Published: 14 January 2013



Recently, information derived by correlated mutations in proteins has regained relevance for predicting protein contacts. This is due to new forms of mutual information analysis that have been proven to be more suitable to highlight direct coupling between pairs of residues in protein structures and to the large number of protein chains that are currently available for statistical validation. It was previously discussed that disulfide bond topology in proteins is also constrained by correlated mutations.


In this paper we exploit information derived from a corrected mutual information analysis and from the inverse of the covariance matrix to address the problem of the prediction of the topology of disulfide bonds in Eukaryotes. Recently, we have shown that Support Vector Regression (SVR) can improve the prediction for the disulfide connectivity patterns. Here we show that the inclusion of the correlated mutation information increases of 5 percentage points the SVR performance (from 54% to 59%). When this approach is used in combination with a method previously developed by us and scoring at the state of art in predicting both location and topology of disulfide bonds in Eukaryotes (DisLocate), the per-protein accuracy is 38%, 2 percentage points higher than that previously obtained.
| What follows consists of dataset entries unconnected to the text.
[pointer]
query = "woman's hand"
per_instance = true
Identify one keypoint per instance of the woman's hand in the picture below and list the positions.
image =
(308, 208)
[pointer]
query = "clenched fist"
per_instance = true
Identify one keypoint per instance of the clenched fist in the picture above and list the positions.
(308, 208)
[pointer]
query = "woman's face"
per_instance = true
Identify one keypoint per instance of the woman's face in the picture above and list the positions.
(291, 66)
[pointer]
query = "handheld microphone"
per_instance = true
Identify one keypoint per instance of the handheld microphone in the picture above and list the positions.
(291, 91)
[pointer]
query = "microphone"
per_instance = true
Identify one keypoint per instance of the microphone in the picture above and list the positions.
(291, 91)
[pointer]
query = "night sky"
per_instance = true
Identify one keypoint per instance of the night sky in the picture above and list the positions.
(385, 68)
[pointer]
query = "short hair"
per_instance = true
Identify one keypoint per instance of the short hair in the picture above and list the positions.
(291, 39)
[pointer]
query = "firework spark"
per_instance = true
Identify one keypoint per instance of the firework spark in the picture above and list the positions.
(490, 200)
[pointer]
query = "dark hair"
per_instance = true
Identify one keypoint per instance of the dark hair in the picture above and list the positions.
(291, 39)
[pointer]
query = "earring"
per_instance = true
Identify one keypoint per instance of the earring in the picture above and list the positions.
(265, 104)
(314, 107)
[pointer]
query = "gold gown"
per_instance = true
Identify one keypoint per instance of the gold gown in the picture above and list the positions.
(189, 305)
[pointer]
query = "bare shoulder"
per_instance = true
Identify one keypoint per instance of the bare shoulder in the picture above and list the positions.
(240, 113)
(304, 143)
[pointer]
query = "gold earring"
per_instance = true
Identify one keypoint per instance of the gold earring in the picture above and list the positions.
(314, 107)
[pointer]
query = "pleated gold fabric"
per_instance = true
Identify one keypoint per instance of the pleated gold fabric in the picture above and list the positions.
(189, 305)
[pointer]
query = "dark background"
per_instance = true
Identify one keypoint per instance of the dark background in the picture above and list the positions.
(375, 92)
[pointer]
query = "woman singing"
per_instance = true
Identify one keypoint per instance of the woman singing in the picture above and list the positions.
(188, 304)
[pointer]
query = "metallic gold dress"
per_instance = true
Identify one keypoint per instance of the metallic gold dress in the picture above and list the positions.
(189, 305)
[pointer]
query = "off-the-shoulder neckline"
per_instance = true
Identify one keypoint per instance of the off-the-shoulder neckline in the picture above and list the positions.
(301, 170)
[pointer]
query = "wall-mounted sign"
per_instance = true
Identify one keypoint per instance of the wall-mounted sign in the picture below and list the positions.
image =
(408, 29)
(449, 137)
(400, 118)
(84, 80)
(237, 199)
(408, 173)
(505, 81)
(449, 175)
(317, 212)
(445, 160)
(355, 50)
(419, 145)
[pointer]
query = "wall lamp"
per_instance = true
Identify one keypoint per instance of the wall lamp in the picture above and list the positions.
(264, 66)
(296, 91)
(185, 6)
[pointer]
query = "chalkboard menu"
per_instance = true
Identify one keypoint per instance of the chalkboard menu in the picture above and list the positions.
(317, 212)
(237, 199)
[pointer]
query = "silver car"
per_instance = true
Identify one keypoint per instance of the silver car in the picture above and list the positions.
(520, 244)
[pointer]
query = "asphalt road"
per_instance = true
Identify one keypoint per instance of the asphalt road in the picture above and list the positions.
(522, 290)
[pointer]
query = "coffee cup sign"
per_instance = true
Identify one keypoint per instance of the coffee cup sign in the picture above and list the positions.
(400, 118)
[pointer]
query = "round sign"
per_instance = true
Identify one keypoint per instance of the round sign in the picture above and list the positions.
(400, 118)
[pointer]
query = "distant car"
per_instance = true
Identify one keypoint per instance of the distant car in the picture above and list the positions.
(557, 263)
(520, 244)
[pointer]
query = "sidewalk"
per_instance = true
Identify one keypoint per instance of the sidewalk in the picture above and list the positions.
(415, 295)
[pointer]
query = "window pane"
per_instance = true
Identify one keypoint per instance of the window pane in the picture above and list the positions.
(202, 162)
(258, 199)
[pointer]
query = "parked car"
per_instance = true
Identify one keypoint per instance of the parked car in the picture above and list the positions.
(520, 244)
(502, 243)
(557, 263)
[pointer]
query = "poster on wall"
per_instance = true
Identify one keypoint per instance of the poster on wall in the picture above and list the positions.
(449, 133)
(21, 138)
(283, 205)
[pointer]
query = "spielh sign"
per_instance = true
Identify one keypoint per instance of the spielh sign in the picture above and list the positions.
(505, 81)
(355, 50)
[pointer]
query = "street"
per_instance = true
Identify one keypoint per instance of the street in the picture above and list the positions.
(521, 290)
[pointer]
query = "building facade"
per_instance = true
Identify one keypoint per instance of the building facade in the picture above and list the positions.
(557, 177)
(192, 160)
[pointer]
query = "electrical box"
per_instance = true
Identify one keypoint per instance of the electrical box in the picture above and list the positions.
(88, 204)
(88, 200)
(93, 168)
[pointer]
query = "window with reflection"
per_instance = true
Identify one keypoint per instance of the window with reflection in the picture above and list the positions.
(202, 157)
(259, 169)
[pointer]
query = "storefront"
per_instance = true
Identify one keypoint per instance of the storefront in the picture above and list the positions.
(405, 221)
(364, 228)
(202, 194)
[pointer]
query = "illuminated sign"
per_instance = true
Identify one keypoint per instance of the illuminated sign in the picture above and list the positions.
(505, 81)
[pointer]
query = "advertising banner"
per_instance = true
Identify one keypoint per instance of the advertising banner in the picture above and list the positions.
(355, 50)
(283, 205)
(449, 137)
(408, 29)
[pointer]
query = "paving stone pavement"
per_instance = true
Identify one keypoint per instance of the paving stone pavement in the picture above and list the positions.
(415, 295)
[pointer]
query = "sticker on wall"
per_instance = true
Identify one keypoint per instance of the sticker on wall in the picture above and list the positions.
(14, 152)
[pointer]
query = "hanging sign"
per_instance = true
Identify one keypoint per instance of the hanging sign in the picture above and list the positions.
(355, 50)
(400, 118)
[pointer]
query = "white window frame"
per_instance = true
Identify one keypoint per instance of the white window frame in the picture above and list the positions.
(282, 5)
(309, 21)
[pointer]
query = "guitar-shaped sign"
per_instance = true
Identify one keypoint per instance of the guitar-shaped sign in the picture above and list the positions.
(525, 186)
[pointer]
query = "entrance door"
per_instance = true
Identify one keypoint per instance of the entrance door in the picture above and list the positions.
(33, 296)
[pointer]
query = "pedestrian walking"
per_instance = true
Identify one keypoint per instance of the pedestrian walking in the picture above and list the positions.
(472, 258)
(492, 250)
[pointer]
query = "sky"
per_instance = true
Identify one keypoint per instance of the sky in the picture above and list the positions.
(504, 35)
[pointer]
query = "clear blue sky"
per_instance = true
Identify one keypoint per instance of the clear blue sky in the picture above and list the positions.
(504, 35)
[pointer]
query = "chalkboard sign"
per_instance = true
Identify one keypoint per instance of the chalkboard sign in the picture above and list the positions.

In this paper we show that the inclusion of information derived from correlated mutations can improve the performance of the state of the art methods for predicting disulfide connectivity patterns in Eukaryotic proteins. Our analysis also provides support to the notion that improving methods to extract evolutionary information from multiple sequence alignments greatly contributes to the scoring performance of predictors suited to detect relevant features from protein chains.